Kansas ordered to repay $3 million from 2009 fee fund sweeps

? A Shawnee County judge has ordered the state of Kansas to repay just over $3 million out of its general fund to make up for money that was illegally swept out of fee funds in order to balance the state’s budget during the height of the Great Recession in 2009.

Judge Franklin Theis issued that order in late September after the Kansas Supreme Court ruled in 2015 that the state has only limited authority to use fee funds for any purpose other than the original reason for levying the fees.

The case involved a budget bill passed in the waning days of then-Gov. Kathleen Sebelius’ administration. It called for sweeping $22 million out of various funds, including $2.355 million out of the state’s workers’ compensation fund, into the general fund in order to make up for revenue shortfalls brought on by the recession.

The state also swept $534,517 out of the Bank Commissioner Fee Fund that year, as well as $195,671 from the Real Estate Fee Fund.

Theis’ order directs the state to repay all of those funds. And out of those funds, it also directs that $105,000 be paid to Mike O’Neal for attorney fees.

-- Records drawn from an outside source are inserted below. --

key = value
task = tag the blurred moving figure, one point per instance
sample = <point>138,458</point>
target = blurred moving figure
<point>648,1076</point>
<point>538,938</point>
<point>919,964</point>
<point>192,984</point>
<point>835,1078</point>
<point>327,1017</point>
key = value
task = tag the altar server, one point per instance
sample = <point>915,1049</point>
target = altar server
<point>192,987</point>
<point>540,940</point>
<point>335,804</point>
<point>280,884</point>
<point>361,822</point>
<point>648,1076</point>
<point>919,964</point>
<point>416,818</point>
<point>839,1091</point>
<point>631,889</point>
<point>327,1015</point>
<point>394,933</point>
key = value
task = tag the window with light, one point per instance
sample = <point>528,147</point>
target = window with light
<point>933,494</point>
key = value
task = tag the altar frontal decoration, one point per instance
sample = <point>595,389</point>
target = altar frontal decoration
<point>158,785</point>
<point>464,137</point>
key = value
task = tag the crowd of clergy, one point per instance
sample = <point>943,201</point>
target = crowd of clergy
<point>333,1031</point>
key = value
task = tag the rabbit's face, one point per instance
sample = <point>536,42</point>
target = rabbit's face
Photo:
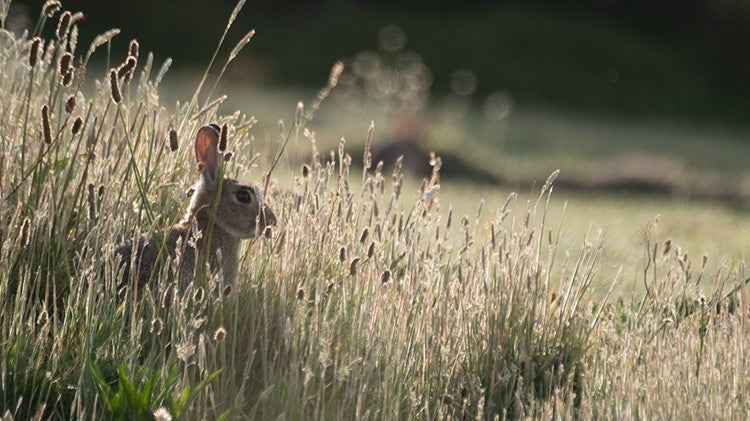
<point>242,211</point>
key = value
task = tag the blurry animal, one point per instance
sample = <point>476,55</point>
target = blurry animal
<point>221,213</point>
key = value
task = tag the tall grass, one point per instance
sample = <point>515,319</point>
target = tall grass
<point>366,301</point>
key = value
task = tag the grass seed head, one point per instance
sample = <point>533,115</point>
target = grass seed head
<point>45,125</point>
<point>353,266</point>
<point>51,7</point>
<point>223,137</point>
<point>70,104</point>
<point>76,126</point>
<point>220,334</point>
<point>90,198</point>
<point>173,144</point>
<point>126,69</point>
<point>68,77</point>
<point>114,87</point>
<point>64,63</point>
<point>63,25</point>
<point>336,70</point>
<point>162,414</point>
<point>23,236</point>
<point>156,326</point>
<point>34,51</point>
<point>133,48</point>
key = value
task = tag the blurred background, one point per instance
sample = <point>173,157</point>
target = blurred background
<point>642,105</point>
<point>639,95</point>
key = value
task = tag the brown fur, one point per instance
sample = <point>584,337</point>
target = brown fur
<point>232,222</point>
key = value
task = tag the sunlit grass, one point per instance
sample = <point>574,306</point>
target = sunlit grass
<point>375,297</point>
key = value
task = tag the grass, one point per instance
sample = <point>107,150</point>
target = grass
<point>370,300</point>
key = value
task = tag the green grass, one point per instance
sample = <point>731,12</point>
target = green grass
<point>370,300</point>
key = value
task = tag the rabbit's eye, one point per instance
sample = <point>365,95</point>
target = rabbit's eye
<point>244,196</point>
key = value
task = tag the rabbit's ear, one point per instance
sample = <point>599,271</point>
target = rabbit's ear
<point>206,154</point>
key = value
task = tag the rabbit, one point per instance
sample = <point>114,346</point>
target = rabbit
<point>239,214</point>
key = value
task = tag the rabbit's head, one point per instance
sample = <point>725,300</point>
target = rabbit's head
<point>239,208</point>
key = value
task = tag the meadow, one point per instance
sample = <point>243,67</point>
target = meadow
<point>378,294</point>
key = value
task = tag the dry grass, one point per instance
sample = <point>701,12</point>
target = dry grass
<point>357,306</point>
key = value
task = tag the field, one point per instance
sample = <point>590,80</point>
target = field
<point>378,294</point>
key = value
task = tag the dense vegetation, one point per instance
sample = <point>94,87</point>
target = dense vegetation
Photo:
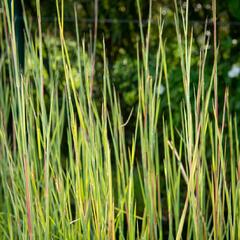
<point>146,148</point>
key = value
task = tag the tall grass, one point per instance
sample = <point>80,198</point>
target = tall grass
<point>102,187</point>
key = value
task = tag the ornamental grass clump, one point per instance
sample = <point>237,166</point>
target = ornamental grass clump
<point>67,169</point>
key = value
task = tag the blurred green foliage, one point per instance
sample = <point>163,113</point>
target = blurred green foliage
<point>118,25</point>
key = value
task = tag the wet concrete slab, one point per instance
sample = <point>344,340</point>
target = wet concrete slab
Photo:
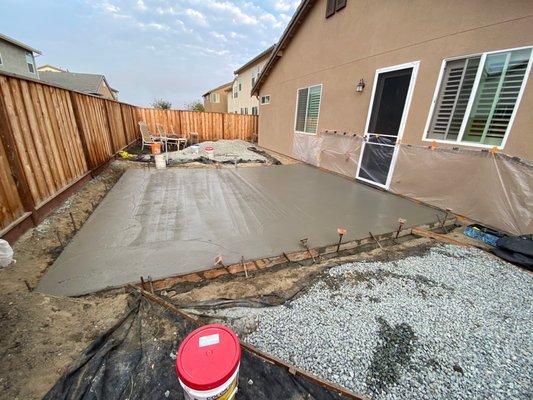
<point>162,223</point>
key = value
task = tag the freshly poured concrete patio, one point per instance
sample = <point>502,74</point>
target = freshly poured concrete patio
<point>162,223</point>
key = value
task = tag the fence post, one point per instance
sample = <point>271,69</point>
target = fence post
<point>17,170</point>
<point>114,146</point>
<point>81,130</point>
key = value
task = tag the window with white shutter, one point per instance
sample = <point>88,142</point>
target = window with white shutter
<point>478,96</point>
<point>307,109</point>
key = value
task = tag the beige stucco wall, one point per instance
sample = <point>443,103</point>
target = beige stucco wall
<point>14,60</point>
<point>221,106</point>
<point>245,99</point>
<point>372,34</point>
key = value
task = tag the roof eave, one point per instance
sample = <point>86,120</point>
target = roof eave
<point>256,59</point>
<point>305,5</point>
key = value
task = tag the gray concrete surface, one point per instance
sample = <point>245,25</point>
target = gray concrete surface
<point>162,223</point>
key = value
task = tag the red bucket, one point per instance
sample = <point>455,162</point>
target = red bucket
<point>207,363</point>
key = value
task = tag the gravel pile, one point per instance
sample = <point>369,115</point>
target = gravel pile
<point>224,151</point>
<point>452,323</point>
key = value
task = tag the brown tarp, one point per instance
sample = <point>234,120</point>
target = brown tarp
<point>489,187</point>
<point>494,189</point>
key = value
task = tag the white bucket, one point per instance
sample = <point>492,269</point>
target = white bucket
<point>210,151</point>
<point>227,391</point>
<point>160,161</point>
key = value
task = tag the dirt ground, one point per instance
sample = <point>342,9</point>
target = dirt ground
<point>41,335</point>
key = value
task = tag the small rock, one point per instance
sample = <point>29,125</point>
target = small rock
<point>457,368</point>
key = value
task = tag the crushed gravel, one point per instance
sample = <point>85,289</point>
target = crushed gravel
<point>453,323</point>
<point>224,151</point>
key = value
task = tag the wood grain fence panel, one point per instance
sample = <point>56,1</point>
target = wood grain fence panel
<point>116,125</point>
<point>11,206</point>
<point>130,123</point>
<point>94,129</point>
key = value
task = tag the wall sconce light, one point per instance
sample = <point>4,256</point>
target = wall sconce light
<point>360,86</point>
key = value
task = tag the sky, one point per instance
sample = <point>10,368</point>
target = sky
<point>147,49</point>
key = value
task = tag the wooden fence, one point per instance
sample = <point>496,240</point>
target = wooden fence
<point>52,140</point>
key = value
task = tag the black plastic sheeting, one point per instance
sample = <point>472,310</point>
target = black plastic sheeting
<point>516,249</point>
<point>132,361</point>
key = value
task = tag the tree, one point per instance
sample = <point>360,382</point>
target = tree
<point>196,105</point>
<point>162,104</point>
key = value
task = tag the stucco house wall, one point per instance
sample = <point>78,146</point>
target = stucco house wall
<point>483,184</point>
<point>371,34</point>
<point>222,105</point>
<point>245,101</point>
<point>14,60</point>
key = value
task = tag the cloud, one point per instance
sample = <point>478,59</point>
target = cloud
<point>153,26</point>
<point>196,16</point>
<point>237,14</point>
<point>141,6</point>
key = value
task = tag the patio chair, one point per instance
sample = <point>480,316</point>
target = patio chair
<point>147,137</point>
<point>171,138</point>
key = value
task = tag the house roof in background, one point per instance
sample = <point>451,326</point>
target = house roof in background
<point>229,84</point>
<point>288,33</point>
<point>86,83</point>
<point>19,44</point>
<point>264,54</point>
<point>50,66</point>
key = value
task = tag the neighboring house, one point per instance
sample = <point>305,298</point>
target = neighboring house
<point>94,84</point>
<point>241,100</point>
<point>216,100</point>
<point>17,58</point>
<point>434,90</point>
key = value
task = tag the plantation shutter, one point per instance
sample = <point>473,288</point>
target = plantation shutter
<point>456,87</point>
<point>301,110</point>
<point>501,80</point>
<point>330,8</point>
<point>312,109</point>
<point>340,5</point>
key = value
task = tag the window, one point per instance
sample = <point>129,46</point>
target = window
<point>478,97</point>
<point>29,61</point>
<point>307,109</point>
<point>332,6</point>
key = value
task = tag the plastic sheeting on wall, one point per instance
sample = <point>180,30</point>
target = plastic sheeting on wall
<point>492,188</point>
<point>340,153</point>
<point>334,152</point>
<point>306,147</point>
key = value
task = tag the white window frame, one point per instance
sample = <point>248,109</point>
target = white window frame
<point>307,105</point>
<point>458,141</point>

O’Neal, a Hutchinson attorney who was then Speaker of the Kansas House, opposed the bill. But when it passed anyway, he filed a lawsuit on behalf of a number of group-funded workers’ compensation pools.

The Kansas Bankers Association and the Kansas Association of Realtors joined the lawsuit, challenging sweeps out of funds that bankers, lenders and Realtors pay into as a part of their licensing fees.

In a news release Wednesday announcing the settlement, O’Neal said providers of workers’ compensation coverage pay an annual fee into the Workers’ Compensation Fee Fund. As a result of the sweeps, however, he said those insurers had to pay a second assessment into that fund to restore funds needed for the Insurance Department to pay claims that year.

As part of the order approving the settlement, Theis called the fund sweeps “wrongful transfers to the State General Fund of Kansas and an improper use of the Kansas Legislature’s authority to transfer monies held in state agency fee funds to the State General Fund.”

The lawsuit was controversial because it was the first time in anyone’s memory that a sitting Speaker of the House had acted as an attorney to sue the state over passage of a bill that he opposed politically. But O’Neal defended his actions.

“Although it has taken the parties (seven and a half) years to obtain justice, the final approval of this significant settlement, plus acknowledgment of wrongdoing with respect to the 2009 sweeps, is very gratifying,” he said in the news release.

During the 2017 session, lawmakers passed a bill prohibiting the transfer of licensing or regulatory fees into the general fund for any use other than the original statutory purpose of levying the fee.